Catherine the Great was determined to expand the Russian Empire’s hegemony.
A decisive moment in the fate of Crimea was the outcome of the Russian-Turkish War that lasted from 1768 to 1774. Russians had been destabilizing Crimean tartars for years and an overstretched and weakened Ottoman Empire was easily defeated by Russian forces. The Peace Treaty of Kϋϛϋk Kaynarca brought peace to the region benefiting Russian interests. Under this treaty Turkey and Russia agreed to recognize the independence of the Crimean Khanate. Russia was given dominance of the Azov and Kerch ports allowing the country direct access to the Black Sea. In addition, Russia gained official status of protector of the Orthodox Christians living in the Ottoman Empire which 70 years later was used as an excuse to expand its territory southward and eastward triggering the bloody Crimean War in 1853.
Annexation of Crimea by Catherine II
Catherine II, also known as Catherine the Great, weighted the advantages and disadvantages of annexing the Crimean Peninsula in violation of the Peace Treaty of Kϋϛϋk Kaynarca. Turks and Crimean Tartars had aspirations at taking the entire peninsula so Russia had to have a presence in the region. Annexing Crimea would lead to a continuous border between the Black and the Azov Seas which would change the defense strategy of the southern border. Setting the defense of the southern border in Crimea would strengthen Russia’s influence in the Black Sea. It would give Russia the power to monitor the mouths of the Danube and Dniper Rivers. Another benefit was that the Black Sea had no restrictions on the size and tonnage of vessels, unlike the Dniper estuary which could be blocked at any time by Turkish fleets. A Black Sea fleet would keep the Ottoman Empire in check.
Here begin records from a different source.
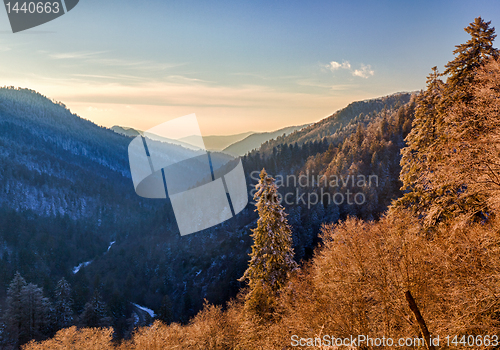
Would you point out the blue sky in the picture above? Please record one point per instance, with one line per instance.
(239, 65)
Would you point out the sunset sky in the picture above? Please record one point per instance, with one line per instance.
(239, 65)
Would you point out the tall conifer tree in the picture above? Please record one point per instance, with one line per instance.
(272, 253)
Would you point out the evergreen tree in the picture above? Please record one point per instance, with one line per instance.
(428, 125)
(95, 313)
(272, 253)
(13, 317)
(27, 314)
(431, 146)
(469, 57)
(63, 305)
(36, 313)
(165, 313)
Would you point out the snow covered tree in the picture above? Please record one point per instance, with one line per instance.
(13, 317)
(27, 314)
(272, 253)
(36, 313)
(63, 305)
(434, 190)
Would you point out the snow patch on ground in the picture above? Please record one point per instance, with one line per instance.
(77, 268)
(143, 308)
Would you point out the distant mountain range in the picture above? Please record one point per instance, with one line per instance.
(66, 193)
(255, 140)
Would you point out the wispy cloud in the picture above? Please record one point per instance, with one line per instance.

Establishing a port in the Black Sea was strategically important for Russia as most of its ports freeze in winter and it was essential for trading and to support a strong navy.
Catherine II was determined to continue her territorial expansion and preparations for annexation started over a year before the final annexation took place. In December 1782 she ordered the Foreign Affairs Board to start diplomatic work with European powers of the day such as Britain, France, Austria and Sardinia. Concluding that Russian ports would feel threatened by the Ottoman Empire, Catherine the Great issued a manifesto on April 1783 justifying the annexation of Crimea to the Russian Empire. The final documents were signed on February 2, 1784.
Russians were continually meddling in Crimea destabilizing their government. Catherine encouraged revolt against the Khan and installed a puppet government faithful to her. When the annexation took place Tartars raised in protest. She insisted that she was saving them from misgovernment.
European countries ultimately accepted the appropriation of the Crimean territory and it was considered a huge success of Russia’s foreign policy. The Treaty of Constantinople in 1784 ceded the Crimea Peninsula to the Russian Empire.
In order to secure its borders Catherine the Great gave orders to build the fortress of Sevastopol and the Black Sea Fleet. The construction of the Black Sea Fleet was given to Prince Grigory Potemkin, the Governor and General in Chief of Novorossiysk.